The strong association of ulceration and IPH demonstrated in this study agreed with previous findings [27]. Both IPH and ulceration were found in 62 patients (45.3%), only 9 plaques (6.6%) had IPH but no ulceration, 21 plaques (15.3%) showed ulceration but no IPH, and neither IPH nor ulceration was found in 45 plaques (32.8%). Superficial calcification and multiple calcifications were observed more often in plaques with IPH and ulceration than those with neither IPH nor ulceration.

This study shows how detailed plaque characteristics may associate with brain perfusion (Table 3). It was observed that patients with lesions containing IPH have lower CBF compared with those without. For patients with ulcerated carotid plaque, there was a longer TTP and MMT in the ipsilateral infarction area. Supporting this, the study found that patients with lesions with both IPH and ulceration had poorer brain perfusion in the ipsilateral infarction area compared with those containing one or neither of them. However, it must be pointed out that the measurement of the perfusion parameter might be observer and patient condition dependent. Further studies are therefore needed to validate the association identified in this study.

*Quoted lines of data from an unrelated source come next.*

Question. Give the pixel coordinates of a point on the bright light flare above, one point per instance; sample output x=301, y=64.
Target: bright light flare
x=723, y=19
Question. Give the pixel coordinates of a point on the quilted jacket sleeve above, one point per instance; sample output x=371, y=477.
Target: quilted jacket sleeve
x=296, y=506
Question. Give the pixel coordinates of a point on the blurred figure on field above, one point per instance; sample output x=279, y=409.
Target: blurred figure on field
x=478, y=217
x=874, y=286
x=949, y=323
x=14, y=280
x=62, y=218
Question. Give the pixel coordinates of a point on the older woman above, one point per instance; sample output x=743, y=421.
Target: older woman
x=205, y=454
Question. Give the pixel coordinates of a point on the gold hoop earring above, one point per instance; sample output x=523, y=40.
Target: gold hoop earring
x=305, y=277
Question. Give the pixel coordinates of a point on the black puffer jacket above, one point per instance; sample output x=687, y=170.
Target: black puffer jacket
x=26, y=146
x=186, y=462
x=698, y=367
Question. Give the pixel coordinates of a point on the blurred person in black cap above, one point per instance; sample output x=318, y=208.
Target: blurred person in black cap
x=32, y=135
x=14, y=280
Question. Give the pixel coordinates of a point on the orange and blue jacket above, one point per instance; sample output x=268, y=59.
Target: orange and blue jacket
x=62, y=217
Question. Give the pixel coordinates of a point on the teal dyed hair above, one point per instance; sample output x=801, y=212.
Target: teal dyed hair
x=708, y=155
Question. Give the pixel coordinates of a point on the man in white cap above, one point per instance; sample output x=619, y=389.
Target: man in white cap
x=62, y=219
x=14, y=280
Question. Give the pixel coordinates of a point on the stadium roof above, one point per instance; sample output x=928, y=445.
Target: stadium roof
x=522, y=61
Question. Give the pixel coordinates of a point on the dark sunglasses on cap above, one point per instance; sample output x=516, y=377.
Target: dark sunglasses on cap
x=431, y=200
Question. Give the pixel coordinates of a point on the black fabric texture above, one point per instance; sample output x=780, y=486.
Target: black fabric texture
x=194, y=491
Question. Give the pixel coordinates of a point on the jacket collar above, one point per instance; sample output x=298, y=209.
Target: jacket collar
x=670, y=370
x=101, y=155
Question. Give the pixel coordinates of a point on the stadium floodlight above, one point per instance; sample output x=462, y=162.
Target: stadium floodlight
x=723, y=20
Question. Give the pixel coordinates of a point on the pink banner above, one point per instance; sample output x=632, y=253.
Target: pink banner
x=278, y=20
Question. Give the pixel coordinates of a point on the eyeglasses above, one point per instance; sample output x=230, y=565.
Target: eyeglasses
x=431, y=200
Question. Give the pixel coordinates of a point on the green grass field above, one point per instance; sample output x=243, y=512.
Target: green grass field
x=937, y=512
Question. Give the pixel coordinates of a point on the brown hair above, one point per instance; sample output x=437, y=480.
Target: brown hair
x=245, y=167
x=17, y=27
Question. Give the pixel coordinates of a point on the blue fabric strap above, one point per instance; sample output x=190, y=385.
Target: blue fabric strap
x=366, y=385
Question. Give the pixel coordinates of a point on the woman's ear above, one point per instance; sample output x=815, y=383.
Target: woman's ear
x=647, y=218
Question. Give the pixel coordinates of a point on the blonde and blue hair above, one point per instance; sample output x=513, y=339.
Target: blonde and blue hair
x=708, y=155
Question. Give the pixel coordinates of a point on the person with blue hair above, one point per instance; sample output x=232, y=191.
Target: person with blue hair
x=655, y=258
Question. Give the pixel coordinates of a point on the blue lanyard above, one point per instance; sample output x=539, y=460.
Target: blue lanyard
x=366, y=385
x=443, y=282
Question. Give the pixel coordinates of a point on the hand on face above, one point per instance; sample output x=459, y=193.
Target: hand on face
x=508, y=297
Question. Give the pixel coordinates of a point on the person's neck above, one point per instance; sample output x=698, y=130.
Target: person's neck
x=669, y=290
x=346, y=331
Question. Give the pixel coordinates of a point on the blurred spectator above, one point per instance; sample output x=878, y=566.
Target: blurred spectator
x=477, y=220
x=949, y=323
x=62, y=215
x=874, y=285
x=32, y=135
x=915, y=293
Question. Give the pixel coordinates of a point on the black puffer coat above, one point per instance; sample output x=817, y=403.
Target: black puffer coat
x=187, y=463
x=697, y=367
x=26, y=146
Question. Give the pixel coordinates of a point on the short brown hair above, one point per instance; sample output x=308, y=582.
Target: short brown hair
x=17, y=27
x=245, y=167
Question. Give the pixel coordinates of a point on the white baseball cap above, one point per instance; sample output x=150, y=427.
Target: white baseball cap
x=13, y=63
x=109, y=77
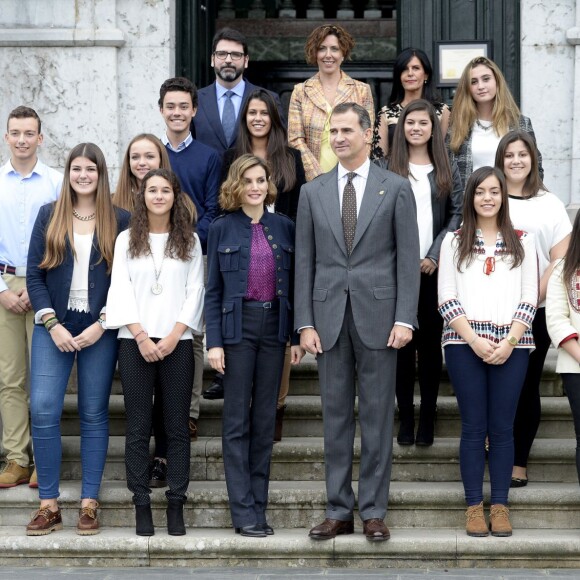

Despite the interesting findings of this study, limitations exist. This is a cross-sectional retrospective study, and the cause-effect of IPH and calcium features cannot be determined. Second, only symptomatic patients scheduled for CEA were recruited in this study, and it is therefore unclear whether either asymptomatic patients or those not scheduled for CEA would show the same associations. Third, the study only considered the presence/absence of IPH, not the IPH volume, location and age. Finally, although CTA remains an ideal imaging examination for the detection of calcification, due to the bloom effect seen with CTA, typing of calcium can occasionally be challenging.